The kernel was evaluated to quantify the performance impact of subnormal floating-point number handling by executing the kernel with and without flush-to-zero (FTZ) mode enabled. The kernel was evaluated on different CPU microarchitectures to compare the slowdown for different hardware designs. The following three CPUs were used for the evaluation:
The command
make perf_ipc
and
make perf_ipc_ftz
was used to run the kernel compiled without and with FTZ, respectively. It returns the execution time of the kernel and the achieved IPC. For the Intel CPU, the number of floating point assists was measured using the perf_assists and perf_assists_ftz make targets. Each configuration was run ten times and the results averaged. The execution was pinned to a single core by using taskset.
In total, the kernel executes approximately 19 billion FLOPs out of 26 billion instructions per run. The Intel CPU reported around 455 million floating-point assists when running without FTZ and zero assists when running with FTZ, confirming that subnormals indeed occur in the kernel.
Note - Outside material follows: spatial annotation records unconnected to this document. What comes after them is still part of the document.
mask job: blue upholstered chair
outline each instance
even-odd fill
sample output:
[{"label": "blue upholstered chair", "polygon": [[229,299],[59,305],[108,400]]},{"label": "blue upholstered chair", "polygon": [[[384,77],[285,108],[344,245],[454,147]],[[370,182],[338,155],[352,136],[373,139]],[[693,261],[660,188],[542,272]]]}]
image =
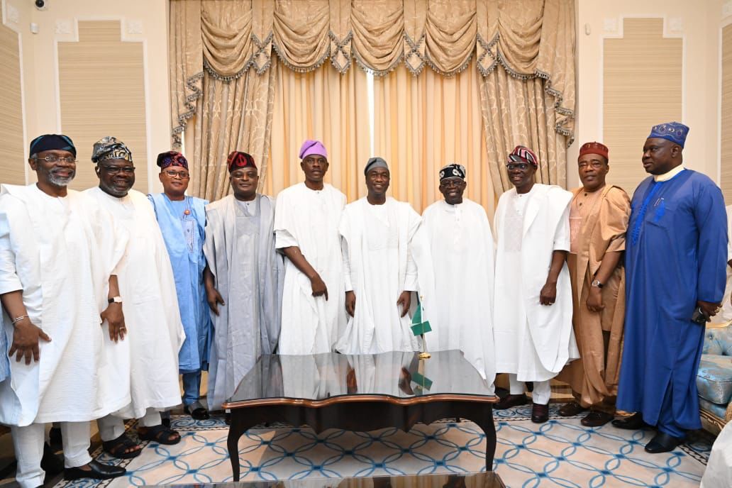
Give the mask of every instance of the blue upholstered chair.
[{"label": "blue upholstered chair", "polygon": [[719,432],[732,420],[732,326],[709,324],[696,376],[701,422]]}]

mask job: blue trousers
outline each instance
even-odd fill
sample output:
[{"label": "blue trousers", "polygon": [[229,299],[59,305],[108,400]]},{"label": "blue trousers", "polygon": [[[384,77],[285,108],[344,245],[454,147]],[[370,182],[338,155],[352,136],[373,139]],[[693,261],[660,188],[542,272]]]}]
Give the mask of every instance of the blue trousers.
[{"label": "blue trousers", "polygon": [[183,405],[188,406],[195,403],[201,394],[201,369],[190,373],[183,373]]}]

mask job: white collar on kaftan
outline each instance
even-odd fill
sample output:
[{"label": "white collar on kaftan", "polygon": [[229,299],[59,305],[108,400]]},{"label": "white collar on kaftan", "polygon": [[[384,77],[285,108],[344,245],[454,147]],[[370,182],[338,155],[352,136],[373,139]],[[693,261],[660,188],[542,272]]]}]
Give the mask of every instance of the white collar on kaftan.
[{"label": "white collar on kaftan", "polygon": [[671,179],[672,178],[673,178],[674,176],[676,176],[677,174],[679,174],[685,169],[686,168],[684,168],[684,165],[679,165],[668,173],[664,173],[662,175],[654,175],[653,181],[668,181],[668,180]]}]

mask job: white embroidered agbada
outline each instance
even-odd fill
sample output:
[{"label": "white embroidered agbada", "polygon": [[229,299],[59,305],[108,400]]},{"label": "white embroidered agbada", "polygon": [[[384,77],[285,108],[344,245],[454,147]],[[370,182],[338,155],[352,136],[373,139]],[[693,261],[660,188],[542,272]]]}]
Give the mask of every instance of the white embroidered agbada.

The following table summarizes the execution time and IPC for each CPU (average over 10 runs):
| CPU | no FTZ - Time (s) | FTZ - Time (s) | Speedup of FTZ | no FTZ - IPC | FTZ - IPC |
|---|---|---|---|---|---|
| Intel Xeon 8468 | 16.91 | 1.64 | 10.3x | 0.41 | 4.23 |
| AMD EPYC 9655 | 1.88 | 1.56 | 1.2x | 3.04 | 3.65 |
| NVIDIA GH200 | 1.77 | 1.77 | 1.0x | 5.11 | 5.11 |
The Intel CPU has the highest slowdown due to subnormals and therefore profits most from enabling FTZ, resulting in a speedup of 10x. The subnormal handling in the AMD CPU is not that costly, so the speedup of 1.2x with FTZ is smaller. For the NVIDIA Grace Hopper CPU, subnormals do not influence the execution time of the code at all, indicating that it treats subnormals most efficiently.
In summary, the results show that the effect of subnormals highly depends on the CPU microarchitecture. In general, using FTZ is recommended to ensure performance portability if the precision of subnormal handling is not required by the application.